That’s a rule of nature — absence of evidence is not necessarily evidence of absence. Human endeavors are not excluded from this rule.


Last night at the greenway, the straggler Yellow-crowned Night-Heron reminded me of this as she or he came bounding out of some hiding place just as I approached an overlook. Of course, this was a coincidence – not that the bird had actually been waiting on my arrival to take a visible position. After basking in the bird’s presence for a bit, I continued walking to get enough steps in for the evening so as not to feel like a complete slug. By the time I returned to the area, there was no sign of YCNH friend, from any available angle at the overlook or any other nearby viewpoints. No way of knowing if the bird was lurking in shadow again (I refuse to use lights on nocturnal birds, but have developed decent night vision), had tucked into a hidden area of the trees, or had gone back upstream towards an area invisible from the walking path even in daylight.

Herons in general have a special place in my heart for several reasons, including that I think of them as a symbol of hope in many contexts. (There’s more to it, which may be worth a blog post all its own.) I chuckled and thanked the Night-Heron for the timely reminder that, just like with bird friends, there is always so much more goodness and reason for hope in the world than are ever visible to us in a particular moment.

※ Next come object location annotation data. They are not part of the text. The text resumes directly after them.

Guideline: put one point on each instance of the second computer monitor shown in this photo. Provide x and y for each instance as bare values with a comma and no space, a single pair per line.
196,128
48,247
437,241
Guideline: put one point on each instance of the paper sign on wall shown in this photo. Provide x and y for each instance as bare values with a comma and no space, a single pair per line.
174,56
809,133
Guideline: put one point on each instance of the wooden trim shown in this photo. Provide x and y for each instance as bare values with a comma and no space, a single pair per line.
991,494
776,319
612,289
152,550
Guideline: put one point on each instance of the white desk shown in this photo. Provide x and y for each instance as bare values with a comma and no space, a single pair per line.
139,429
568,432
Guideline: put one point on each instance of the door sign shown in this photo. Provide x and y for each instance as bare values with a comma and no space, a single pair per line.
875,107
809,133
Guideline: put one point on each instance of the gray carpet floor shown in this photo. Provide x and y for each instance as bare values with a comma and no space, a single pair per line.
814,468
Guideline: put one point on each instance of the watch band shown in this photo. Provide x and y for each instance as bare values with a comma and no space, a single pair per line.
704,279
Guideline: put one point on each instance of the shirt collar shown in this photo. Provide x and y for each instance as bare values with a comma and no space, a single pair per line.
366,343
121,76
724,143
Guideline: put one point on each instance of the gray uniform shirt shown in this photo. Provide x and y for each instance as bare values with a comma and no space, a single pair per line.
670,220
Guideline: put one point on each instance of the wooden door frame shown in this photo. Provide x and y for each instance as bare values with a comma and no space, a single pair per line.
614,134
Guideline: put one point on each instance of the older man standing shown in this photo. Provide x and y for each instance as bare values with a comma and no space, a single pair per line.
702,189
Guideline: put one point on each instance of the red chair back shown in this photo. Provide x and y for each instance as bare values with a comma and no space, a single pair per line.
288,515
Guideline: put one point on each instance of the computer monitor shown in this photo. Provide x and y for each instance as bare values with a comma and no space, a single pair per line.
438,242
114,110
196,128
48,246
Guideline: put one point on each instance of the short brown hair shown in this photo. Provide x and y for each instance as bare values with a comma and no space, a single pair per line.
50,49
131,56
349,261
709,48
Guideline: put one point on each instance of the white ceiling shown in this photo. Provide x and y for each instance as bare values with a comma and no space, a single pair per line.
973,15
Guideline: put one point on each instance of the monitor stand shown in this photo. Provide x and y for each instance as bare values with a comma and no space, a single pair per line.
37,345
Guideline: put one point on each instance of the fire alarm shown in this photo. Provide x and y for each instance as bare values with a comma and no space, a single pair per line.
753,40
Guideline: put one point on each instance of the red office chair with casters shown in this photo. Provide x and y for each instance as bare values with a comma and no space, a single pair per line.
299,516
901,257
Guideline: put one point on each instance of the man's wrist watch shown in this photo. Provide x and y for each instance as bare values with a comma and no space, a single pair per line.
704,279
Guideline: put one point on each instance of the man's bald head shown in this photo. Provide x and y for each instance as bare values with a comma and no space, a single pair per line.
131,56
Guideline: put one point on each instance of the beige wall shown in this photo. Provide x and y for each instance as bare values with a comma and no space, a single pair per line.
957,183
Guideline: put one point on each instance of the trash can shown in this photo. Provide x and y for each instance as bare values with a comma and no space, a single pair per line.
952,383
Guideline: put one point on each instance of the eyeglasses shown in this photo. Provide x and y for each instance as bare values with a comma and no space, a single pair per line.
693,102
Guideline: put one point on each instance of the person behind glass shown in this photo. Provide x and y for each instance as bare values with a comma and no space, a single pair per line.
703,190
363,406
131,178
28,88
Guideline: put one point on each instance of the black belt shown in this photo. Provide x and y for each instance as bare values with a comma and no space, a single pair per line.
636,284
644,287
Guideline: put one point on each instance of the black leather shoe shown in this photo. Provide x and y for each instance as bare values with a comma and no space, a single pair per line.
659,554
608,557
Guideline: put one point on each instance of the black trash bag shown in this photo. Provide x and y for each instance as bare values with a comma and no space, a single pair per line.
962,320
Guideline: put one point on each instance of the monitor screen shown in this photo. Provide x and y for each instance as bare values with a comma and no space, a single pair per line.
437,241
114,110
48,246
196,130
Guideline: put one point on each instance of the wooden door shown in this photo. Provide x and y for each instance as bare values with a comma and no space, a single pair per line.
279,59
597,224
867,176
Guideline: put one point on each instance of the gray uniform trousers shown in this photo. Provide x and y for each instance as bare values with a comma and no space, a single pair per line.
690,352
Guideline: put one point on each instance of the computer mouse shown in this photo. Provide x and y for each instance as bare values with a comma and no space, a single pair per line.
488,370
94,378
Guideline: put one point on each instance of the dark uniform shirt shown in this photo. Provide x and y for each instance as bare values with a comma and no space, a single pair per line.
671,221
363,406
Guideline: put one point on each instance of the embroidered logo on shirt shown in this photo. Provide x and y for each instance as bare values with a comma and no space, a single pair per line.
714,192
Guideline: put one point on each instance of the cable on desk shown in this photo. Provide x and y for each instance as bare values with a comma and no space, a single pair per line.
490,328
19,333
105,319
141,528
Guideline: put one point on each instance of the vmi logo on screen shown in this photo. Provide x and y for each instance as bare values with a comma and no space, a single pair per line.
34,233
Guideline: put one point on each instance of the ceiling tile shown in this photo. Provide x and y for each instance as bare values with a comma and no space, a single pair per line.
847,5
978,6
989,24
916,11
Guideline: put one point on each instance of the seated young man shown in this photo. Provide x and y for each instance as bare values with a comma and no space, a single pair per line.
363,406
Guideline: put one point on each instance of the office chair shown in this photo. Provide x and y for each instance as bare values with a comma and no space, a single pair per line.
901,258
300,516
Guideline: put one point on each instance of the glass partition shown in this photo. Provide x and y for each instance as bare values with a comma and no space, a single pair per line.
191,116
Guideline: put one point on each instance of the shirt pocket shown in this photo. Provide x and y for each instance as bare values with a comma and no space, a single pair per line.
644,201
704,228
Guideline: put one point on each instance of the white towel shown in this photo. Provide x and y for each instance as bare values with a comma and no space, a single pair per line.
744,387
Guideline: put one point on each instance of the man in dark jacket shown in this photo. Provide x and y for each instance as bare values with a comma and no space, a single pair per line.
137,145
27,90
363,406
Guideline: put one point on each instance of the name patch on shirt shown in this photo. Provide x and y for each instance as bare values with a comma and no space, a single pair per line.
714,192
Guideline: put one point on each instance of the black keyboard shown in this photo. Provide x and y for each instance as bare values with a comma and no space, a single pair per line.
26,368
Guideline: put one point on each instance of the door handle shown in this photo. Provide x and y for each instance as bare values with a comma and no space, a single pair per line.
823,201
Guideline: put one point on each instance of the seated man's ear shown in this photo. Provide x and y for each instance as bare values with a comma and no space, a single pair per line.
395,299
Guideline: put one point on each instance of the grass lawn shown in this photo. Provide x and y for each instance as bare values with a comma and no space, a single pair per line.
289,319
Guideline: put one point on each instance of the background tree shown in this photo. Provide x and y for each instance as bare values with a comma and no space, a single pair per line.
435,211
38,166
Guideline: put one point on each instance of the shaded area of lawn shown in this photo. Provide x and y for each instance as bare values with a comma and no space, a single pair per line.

There’s an important difference between scientific observations and humans’ daily search for meaning. Even in citizen science, you should only record that which you actually observe. But when it comes to hope, we can take a leap of faith and act based on what we do NOT actively observe — clinging to the knowledge that the “good things” we can’t currently perceive will make themselves known, in time, if we will have enough patience and be open to them when they do appear.